- Born: Maria Luisa Doseva 8 September 1894 Targovishte, Bulgaria
- Died: 11 April 1975 (aged 80) Burgas, People's Republic of Bulgaria
- Occupations: architect, women's rights activist
- Years active: 1917–1973

= Maria Luisa Doseva-Georgieva =

Maria Luisa Doseva-Georgieva (Мария-Луиза Досева-Георгиева; 8 September 1894 – 11 April 1975) was one of the first two women licensed as an architect in Bulgaria. She built many well-known sites in the city of Burgas, including the Boulevard Hotel, the residence of Georgi Popayanov, many commercial buildings, as well as schools. In 1968, she was awarded a gold badge and made an honorary member of the Union of Bulgarian Architects.

==Early life==
Maria Luisa Doseva was born on 8 September 1894 in Targovishte, Bulgaria to Konstantin Dosev, a banker and merchant who served in the National Assembly for several terms. She completed her primary and lower secondary education in Targovishte, before entering high school in Veliko Tarnovo. Upon her graduation from high school, in Varna, she received recognition from the Ministry of Education. Though architecture was considered a male occupation in her era, Doseva moved to Germany in 1913 to enroll at the Technical University of Munich, but was refused admittance based on her gender.

Intent on studying architecture, she applied to the Technical University of Darmstadt and was accepted for the 1913 term. After completing her first year studies, Doseva returned to Bulgaria to complete her practice internship and requested work in southern Bulgaria, where there was a building boom caused by the large number of refugees who had settled around Haskovo after the Balkan Wars. She graduated on 20 December 1917, with an architectural degree, a few weeks after Elena Markova (Елена Маркова), a fellow student in Darmstadt, who was from Sophia, and was awarded authorization to work as an architect from the Ministry of Public Buildings, Roads and Public Works.

For a brief time after her graduation, Doseva returned to Targovishte, where she married Minko Georgiev, an architecture student she had met in Darmstadt on 5 January 1918.

==Career==
The couple soon moved to Stara Zagora, Georgiev's home town, where their son, Georgi, was born. Because of a lack of work there, the family moved to Burgas, where Georgiev was appointed as a state architect. Doseva-Georgieva opened an office in their home at 25 Ferdinandova Street in 1920 and was hired to design a house in September of the same year. As her reputation grew, she worked on commercial buildings as well as residential properties in Burgas and the eastern cities of Sliven, Varna and Yambol. Their family also expanded as two daughters, Liliana and Milka were born.

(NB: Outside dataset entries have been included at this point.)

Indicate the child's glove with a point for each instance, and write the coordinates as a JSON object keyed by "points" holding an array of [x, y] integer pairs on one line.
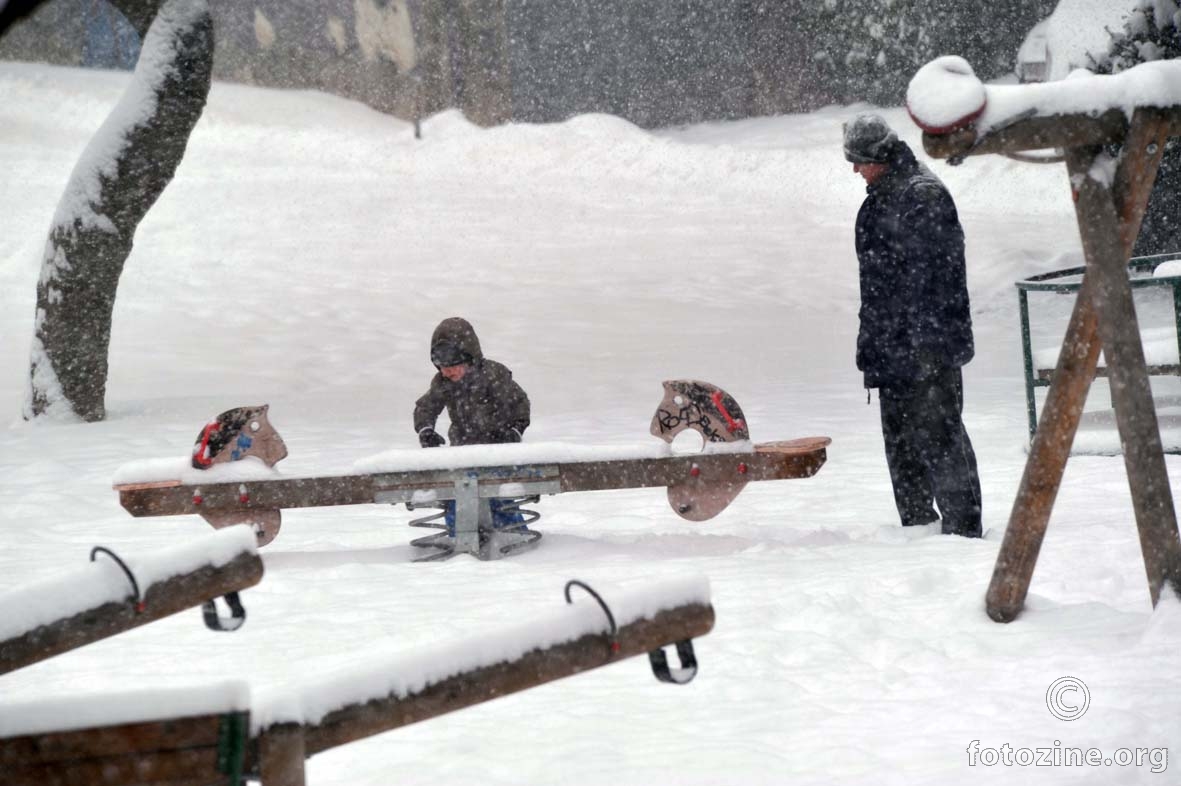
{"points": [[430, 438]]}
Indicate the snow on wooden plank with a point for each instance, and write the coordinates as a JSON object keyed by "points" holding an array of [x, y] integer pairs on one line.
{"points": [[97, 601], [946, 90], [104, 709], [648, 615]]}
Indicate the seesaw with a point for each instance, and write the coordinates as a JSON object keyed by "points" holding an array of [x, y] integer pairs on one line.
{"points": [[223, 489]]}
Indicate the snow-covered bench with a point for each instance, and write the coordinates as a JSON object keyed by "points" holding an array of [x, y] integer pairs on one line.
{"points": [[1162, 345]]}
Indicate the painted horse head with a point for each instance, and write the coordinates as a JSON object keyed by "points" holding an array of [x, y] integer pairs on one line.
{"points": [[237, 433]]}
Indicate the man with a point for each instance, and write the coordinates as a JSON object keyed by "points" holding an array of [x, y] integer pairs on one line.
{"points": [[915, 327]]}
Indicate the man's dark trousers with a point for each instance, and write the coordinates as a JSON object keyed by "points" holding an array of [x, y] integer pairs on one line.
{"points": [[928, 452]]}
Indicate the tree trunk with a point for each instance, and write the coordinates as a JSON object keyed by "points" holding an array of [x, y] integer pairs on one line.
{"points": [[119, 176]]}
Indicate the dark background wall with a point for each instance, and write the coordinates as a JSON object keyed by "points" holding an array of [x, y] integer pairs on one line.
{"points": [[651, 61]]}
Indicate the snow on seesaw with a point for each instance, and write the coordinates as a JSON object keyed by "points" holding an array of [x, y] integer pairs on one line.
{"points": [[301, 257]]}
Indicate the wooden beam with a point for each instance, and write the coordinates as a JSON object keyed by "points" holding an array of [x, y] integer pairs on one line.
{"points": [[768, 462], [1117, 211], [160, 600], [202, 750], [1055, 131], [1106, 236], [534, 668], [1046, 462]]}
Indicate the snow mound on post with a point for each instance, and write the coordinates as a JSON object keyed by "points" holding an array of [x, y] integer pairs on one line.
{"points": [[103, 581], [945, 96], [941, 93]]}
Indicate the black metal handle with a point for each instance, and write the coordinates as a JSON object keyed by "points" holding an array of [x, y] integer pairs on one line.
{"points": [[687, 669], [220, 623], [135, 584]]}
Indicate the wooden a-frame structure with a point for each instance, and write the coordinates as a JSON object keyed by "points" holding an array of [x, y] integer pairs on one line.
{"points": [[1110, 196]]}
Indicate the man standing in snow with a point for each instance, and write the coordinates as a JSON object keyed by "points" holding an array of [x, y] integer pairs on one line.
{"points": [[915, 327]]}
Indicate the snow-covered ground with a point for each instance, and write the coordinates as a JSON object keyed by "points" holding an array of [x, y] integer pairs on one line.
{"points": [[301, 257]]}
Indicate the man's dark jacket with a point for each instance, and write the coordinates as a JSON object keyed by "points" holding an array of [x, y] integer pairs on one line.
{"points": [[487, 406], [914, 305]]}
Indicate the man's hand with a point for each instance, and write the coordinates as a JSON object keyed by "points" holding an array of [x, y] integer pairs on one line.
{"points": [[430, 438]]}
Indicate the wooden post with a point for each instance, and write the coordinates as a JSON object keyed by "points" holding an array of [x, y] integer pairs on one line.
{"points": [[1109, 221], [281, 754], [161, 600]]}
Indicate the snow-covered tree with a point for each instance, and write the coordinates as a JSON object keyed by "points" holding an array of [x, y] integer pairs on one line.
{"points": [[119, 176], [1153, 32]]}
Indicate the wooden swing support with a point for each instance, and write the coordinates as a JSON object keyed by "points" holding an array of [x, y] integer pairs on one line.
{"points": [[1110, 197]]}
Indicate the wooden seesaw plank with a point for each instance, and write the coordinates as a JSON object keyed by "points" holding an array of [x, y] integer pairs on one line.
{"points": [[800, 458], [89, 622]]}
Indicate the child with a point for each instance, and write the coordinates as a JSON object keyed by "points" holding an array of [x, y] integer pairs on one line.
{"points": [[484, 404]]}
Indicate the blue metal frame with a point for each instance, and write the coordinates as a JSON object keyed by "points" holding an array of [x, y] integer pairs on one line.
{"points": [[1051, 282]]}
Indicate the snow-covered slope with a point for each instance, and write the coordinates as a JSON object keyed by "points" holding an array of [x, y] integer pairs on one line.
{"points": [[301, 259]]}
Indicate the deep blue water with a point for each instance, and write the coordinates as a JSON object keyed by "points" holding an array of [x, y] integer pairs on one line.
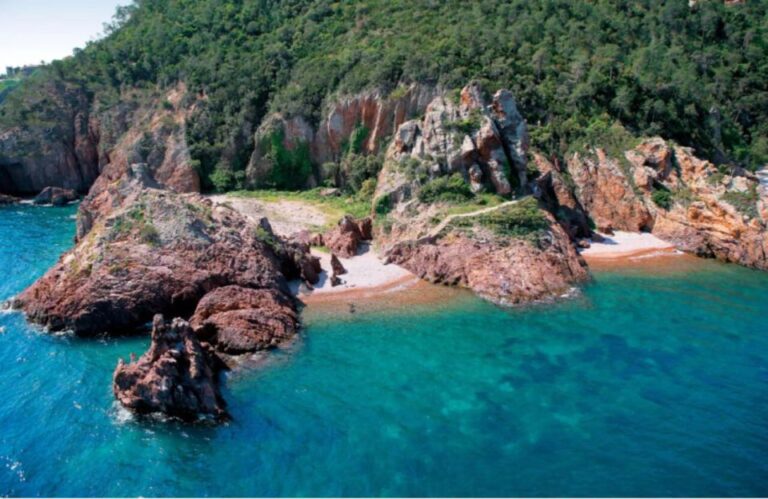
{"points": [[644, 385]]}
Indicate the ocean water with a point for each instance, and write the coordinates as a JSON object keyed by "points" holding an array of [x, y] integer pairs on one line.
{"points": [[646, 384]]}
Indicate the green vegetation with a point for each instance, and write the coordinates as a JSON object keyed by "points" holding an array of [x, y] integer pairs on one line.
{"points": [[745, 202], [468, 125], [334, 207], [451, 189], [136, 220], [266, 237], [697, 75], [523, 219]]}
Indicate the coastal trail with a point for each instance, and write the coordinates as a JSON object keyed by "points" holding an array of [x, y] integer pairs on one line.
{"points": [[450, 218]]}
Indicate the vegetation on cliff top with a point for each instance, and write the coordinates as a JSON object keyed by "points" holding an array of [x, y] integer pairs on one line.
{"points": [[697, 75]]}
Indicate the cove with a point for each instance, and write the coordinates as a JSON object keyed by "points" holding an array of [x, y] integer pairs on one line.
{"points": [[645, 384]]}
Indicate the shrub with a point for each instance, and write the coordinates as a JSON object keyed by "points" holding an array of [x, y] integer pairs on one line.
{"points": [[446, 189]]}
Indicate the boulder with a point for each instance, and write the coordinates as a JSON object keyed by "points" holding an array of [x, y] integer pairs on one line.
{"points": [[237, 320], [56, 196], [6, 199], [336, 266], [345, 238], [177, 376], [159, 252]]}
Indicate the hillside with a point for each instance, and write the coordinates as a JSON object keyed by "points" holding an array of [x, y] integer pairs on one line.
{"points": [[696, 75]]}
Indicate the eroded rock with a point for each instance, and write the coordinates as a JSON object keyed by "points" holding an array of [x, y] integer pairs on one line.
{"points": [[177, 376], [56, 196], [237, 320]]}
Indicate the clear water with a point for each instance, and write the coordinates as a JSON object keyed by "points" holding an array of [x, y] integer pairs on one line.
{"points": [[645, 385]]}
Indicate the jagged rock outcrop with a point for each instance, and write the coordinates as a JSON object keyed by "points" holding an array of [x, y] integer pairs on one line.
{"points": [[374, 113], [512, 253], [336, 266], [345, 238], [666, 189], [238, 320], [62, 150], [158, 252], [155, 138], [486, 143], [56, 196], [177, 376], [507, 271], [6, 200], [608, 194], [555, 191]]}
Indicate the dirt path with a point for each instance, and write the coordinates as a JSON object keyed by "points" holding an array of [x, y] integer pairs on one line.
{"points": [[286, 216], [450, 218]]}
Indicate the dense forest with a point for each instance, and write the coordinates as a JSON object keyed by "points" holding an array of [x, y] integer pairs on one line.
{"points": [[695, 74]]}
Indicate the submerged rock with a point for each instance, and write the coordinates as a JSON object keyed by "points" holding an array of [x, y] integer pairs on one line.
{"points": [[177, 376]]}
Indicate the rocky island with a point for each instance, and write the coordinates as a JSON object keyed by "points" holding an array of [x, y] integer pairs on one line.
{"points": [[448, 180]]}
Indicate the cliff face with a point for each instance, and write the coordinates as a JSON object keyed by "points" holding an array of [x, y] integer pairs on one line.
{"points": [[78, 145], [665, 189], [152, 134], [374, 115], [59, 149], [514, 252]]}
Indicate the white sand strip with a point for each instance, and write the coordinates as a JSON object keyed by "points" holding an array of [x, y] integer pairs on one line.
{"points": [[622, 244]]}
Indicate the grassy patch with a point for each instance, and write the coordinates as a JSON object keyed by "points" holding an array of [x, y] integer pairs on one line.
{"points": [[520, 220], [334, 207], [745, 202]]}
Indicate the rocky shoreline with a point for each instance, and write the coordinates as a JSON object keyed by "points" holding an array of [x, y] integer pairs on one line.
{"points": [[214, 282]]}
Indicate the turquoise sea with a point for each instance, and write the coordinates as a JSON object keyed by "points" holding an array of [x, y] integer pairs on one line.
{"points": [[646, 384]]}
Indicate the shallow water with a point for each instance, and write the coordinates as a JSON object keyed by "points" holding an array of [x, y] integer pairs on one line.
{"points": [[644, 385]]}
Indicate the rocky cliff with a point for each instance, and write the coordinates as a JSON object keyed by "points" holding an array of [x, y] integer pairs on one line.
{"points": [[665, 189], [58, 148], [77, 143], [373, 116], [514, 252]]}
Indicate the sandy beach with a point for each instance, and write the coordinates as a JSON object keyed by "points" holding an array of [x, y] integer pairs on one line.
{"points": [[366, 276], [628, 245]]}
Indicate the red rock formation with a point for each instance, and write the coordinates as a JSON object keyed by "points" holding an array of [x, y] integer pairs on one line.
{"points": [[345, 238], [507, 272], [485, 143], [379, 114], [63, 154], [160, 252], [167, 161], [607, 194], [5, 199], [336, 266], [56, 196], [177, 376], [559, 198], [701, 218], [238, 320]]}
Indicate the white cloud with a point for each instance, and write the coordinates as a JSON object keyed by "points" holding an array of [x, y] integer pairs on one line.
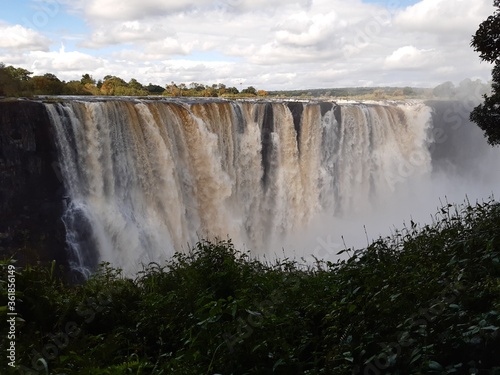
{"points": [[17, 37], [449, 17], [409, 57], [270, 44]]}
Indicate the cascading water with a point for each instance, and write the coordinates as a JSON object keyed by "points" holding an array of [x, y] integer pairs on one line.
{"points": [[147, 178]]}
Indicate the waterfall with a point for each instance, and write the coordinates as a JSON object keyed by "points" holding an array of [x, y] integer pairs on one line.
{"points": [[146, 178]]}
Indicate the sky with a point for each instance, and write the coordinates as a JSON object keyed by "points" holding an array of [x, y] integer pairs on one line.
{"points": [[268, 44]]}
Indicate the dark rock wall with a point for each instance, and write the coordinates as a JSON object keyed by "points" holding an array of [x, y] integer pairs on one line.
{"points": [[31, 194]]}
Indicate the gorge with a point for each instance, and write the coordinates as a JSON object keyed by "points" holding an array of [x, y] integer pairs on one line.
{"points": [[134, 180]]}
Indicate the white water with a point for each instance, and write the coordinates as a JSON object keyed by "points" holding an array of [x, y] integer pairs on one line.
{"points": [[146, 179]]}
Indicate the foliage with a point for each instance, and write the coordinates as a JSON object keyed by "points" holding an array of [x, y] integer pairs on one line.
{"points": [[486, 42], [425, 300], [17, 82]]}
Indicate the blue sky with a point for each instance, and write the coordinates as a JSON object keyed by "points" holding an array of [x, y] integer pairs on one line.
{"points": [[272, 44]]}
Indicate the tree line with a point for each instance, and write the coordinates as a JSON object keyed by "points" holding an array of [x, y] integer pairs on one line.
{"points": [[21, 82]]}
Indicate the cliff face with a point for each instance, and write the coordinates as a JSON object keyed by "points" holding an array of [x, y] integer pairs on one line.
{"points": [[31, 194]]}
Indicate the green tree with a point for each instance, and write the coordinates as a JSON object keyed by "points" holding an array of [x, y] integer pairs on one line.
{"points": [[87, 79], [48, 84], [486, 41]]}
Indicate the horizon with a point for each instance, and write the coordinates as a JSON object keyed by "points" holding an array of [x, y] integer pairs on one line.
{"points": [[272, 45]]}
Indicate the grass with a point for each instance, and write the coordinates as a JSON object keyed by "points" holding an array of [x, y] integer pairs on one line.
{"points": [[423, 301]]}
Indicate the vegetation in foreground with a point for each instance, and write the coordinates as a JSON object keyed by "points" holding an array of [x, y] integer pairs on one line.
{"points": [[424, 301]]}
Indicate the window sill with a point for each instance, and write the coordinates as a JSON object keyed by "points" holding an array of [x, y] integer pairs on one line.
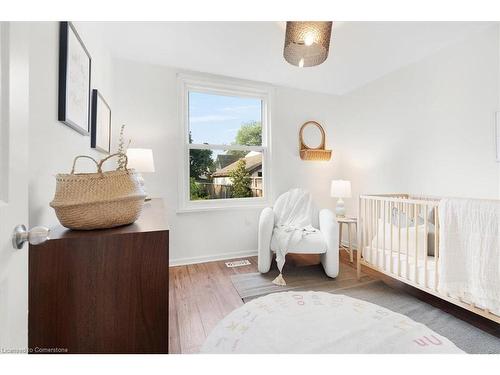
{"points": [[229, 207]]}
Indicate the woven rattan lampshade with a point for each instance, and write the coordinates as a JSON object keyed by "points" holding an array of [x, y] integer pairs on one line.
{"points": [[307, 43]]}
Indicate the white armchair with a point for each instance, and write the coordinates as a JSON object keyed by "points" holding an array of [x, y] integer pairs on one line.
{"points": [[324, 242]]}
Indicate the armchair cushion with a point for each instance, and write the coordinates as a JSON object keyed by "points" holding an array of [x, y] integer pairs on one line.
{"points": [[313, 243]]}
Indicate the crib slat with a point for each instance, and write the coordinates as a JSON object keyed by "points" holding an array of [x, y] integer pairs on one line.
{"points": [[407, 241], [383, 241], [391, 240], [371, 230], [436, 248], [426, 236], [377, 247], [415, 218], [400, 207]]}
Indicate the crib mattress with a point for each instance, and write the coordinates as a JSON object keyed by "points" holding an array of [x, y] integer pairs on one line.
{"points": [[406, 266]]}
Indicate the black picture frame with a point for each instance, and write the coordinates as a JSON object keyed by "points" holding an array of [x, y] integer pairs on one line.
{"points": [[66, 44], [99, 104]]}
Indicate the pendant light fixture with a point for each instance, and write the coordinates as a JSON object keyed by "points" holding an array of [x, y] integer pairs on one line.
{"points": [[307, 43]]}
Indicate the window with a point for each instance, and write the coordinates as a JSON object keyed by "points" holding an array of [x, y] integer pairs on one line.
{"points": [[225, 126]]}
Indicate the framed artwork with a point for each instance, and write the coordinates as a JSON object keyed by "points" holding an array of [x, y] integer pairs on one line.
{"points": [[100, 134], [74, 80]]}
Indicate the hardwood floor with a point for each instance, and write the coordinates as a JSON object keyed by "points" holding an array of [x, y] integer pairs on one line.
{"points": [[202, 294]]}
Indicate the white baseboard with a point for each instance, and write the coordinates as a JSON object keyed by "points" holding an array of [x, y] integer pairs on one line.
{"points": [[211, 258]]}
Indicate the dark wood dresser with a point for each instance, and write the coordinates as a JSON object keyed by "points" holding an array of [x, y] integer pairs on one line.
{"points": [[101, 291]]}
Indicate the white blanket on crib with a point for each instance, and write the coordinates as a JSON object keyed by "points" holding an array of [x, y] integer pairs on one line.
{"points": [[469, 251]]}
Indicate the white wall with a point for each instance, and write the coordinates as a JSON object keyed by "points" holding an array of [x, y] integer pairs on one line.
{"points": [[145, 99], [53, 145], [427, 128]]}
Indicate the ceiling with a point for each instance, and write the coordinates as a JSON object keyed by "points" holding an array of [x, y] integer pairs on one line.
{"points": [[360, 52]]}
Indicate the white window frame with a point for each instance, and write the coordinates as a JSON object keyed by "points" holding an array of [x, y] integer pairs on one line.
{"points": [[228, 87]]}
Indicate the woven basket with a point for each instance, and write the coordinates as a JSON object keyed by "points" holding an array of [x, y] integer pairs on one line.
{"points": [[98, 200], [318, 153]]}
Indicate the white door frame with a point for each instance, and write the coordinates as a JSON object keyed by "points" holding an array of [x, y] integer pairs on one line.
{"points": [[14, 126]]}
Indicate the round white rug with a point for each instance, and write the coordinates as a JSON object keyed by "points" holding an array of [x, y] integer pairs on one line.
{"points": [[318, 322]]}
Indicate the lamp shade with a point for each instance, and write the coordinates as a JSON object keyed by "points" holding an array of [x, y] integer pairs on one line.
{"points": [[141, 159], [340, 189], [307, 43]]}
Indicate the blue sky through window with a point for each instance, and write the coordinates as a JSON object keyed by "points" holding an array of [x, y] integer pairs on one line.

In addition to her architectural work, Doseva-Georgieva was active in women's social improvement projects. She co-founded the first kindergarten in Burgas, as well as a tailoring school to train girls in the profession. She was involved in the charitable organization "Mercy" (Милосърдие) and actively worked on projects through the Independent Women's Association "Self-consciousness" (Независимо женско дружество „Самосъзнание”) to improve civic and social access and protect the rights of women and children.

Doseva-Georgieva designed emblematic buildings incorporating an eclectic mix of European and Arabic influences. Between 1920 and 1921, she designed the Boulevard Hotel in Burgas, near the railway station on Alexandrovska Street (later renamed Czechoslvakia Street). The building incorporated elements of the German secessionist movement with geometric forms and ornamentation of Islamic origin.

In 1923, she designed the home of the merchant, Peter Kiulyumov (sometimes styled as Chulumov) (Петър Чюлюмови/Кюлюмови) at #18 Prince Alexander Batenberg Street, which was followed by a residence for Georgi Popayanov on the corner of Aleko Bogoridi Boulevard and Mihail Lermontov Street, as well as homes for other prominent citizens.

Appointed as a project architect for schools, she designed educational facilities for Izvor, Kableshkovo, Kameno, Primorsko, Ravna Gora, Rusokastro, Sredets and Troyanovo, as well as other small towns and villages.

After her husband died in 1947, Doseva-Georgieva was appointed as overseer and controller of the regional design organization in Burgas. In 1968, she was presented with the golden badge of the Union of Bulgarian Architects and installed as an honorary member of the organization. She worked as an architect until 1973, when she retired.

==Death and legacy==
Doseva-Georgieva died on 11 April 1975 in Burgas. She is remembered as the first woman to practice architecture in Bulgaria, as though she was not the first to be licensed, Elena Markova, did not work in the field after she received her license and married. The former Boulevard Hotel has been restored and is an icon in the central district of Burgas.